Konsum als Patriotismus

Die Rückkehr zur Normalität ist auch einen Monat nach den Anschlägen auf das World Trade Center noch ein täglicher Kampf. Viele halten ihn jedoch für ihre patriotische Pflicht. Schließlich muss der Wirtschaft wieder auf die Beine geholfen werden. In den ersten Wochen nach den Anschlägen war den wenigsten Amerikanern nach Konsum zumute. Läden und Restaurants in ganz New York, nicht nur in der Nähe des World Trade Centers, erlitten dramatische Umsatzeinbußen. Präsident George W. Bush und der New Yorker Bürgermeister Rudolph Giuliani drängen daher die Amerikaner bei jeder Gelegenheit, jetzt schnellstens wieder ihr normales Leben – also ihr Konsumverhalten – wieder aufzunehmen.

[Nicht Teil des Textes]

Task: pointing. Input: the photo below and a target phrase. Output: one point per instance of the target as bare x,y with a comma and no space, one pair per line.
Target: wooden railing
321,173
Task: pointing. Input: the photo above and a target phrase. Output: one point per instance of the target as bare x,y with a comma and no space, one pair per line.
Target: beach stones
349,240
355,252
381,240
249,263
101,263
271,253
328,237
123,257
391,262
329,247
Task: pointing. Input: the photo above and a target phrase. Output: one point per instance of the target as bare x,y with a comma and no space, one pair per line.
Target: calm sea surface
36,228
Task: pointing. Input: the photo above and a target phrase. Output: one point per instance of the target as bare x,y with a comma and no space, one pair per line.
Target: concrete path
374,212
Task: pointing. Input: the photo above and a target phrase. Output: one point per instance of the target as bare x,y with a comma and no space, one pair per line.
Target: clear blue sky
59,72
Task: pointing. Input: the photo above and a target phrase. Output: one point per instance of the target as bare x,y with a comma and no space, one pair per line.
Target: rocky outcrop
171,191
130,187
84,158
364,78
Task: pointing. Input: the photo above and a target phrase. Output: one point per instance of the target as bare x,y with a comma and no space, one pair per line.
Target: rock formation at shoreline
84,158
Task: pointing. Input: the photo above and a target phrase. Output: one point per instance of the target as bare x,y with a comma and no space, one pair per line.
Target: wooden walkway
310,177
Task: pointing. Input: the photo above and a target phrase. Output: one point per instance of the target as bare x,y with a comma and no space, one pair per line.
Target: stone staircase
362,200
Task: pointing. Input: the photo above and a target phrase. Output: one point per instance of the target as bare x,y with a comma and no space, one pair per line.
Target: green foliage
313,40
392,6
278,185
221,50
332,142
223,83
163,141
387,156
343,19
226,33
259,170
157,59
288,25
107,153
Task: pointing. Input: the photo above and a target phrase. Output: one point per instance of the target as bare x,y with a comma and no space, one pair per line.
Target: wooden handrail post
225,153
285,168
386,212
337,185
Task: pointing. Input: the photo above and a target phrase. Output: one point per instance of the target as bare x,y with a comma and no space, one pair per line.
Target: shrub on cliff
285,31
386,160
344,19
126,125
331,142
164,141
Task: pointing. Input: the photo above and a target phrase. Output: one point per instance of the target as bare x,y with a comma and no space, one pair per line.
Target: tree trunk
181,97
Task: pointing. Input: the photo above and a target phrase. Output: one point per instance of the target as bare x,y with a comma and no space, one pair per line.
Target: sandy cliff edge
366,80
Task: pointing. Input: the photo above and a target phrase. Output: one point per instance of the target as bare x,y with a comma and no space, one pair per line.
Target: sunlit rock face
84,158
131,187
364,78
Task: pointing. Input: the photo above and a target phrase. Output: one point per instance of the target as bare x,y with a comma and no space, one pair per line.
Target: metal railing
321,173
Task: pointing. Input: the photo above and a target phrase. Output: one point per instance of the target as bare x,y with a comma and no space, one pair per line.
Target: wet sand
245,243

Aber was ist schon normal seit dem 11. September? Die Frau, die bei einem Fundraising-Konzert leise zu schluchzen beginnt und damit auch ihren Sitznachbarn die Tränen in die Augen treibt? Die Menschentraube vor jeder Feuerwache, die sich um Kerzen, Blumen und Bilder der vermissten Feuerwehrleute schart? Oder die Banker, die sich, auf einmal ihres Arbeitsplatzes im Finanzdistrikt beraubt, in unzulänglichen Ersatzbüros im benachbarten New Jersey drängen oder von zu Hause aus arbeiten?

Am unnormalsten ist zweifellos der Geruch, der immer noch über dem Süden Manhattans liegt. Es riecht wie schwelendes Plastik oder brennende Reifen. Ein Geruch, der eine ständige Erinnerung an die Ereignisse ist, mal stärker, mal schwächer. Ein Geruch, den jeder sofort identifizieren kann: Es riecht nach World Trade Center. „Hier, ab hier können Sie es riechen“, doziert der Taxifahrer wie ein Fremdenführer und kurbelt zum Beweis das Fenster herunter.

Eine Rauchfahne – inzwischen nicht mehr dick und schwarz, sondern weiß wie zarter Nebel – schwebt immer noch über den Trümmern. Vor allem die an die Wall Street zurückgekehrten Börsianer leiden darunter. Je nachdem, aus welcher Richtung der Wind weht, ist der Gestank so widerwärtig, dass die Angestellten von Investmenthäusern teilweise früher nach Hause gehen dürfen. Es ist „der Geruch von Seelen, die nicht zur Ruhe kommen“, schreibt die New York Times.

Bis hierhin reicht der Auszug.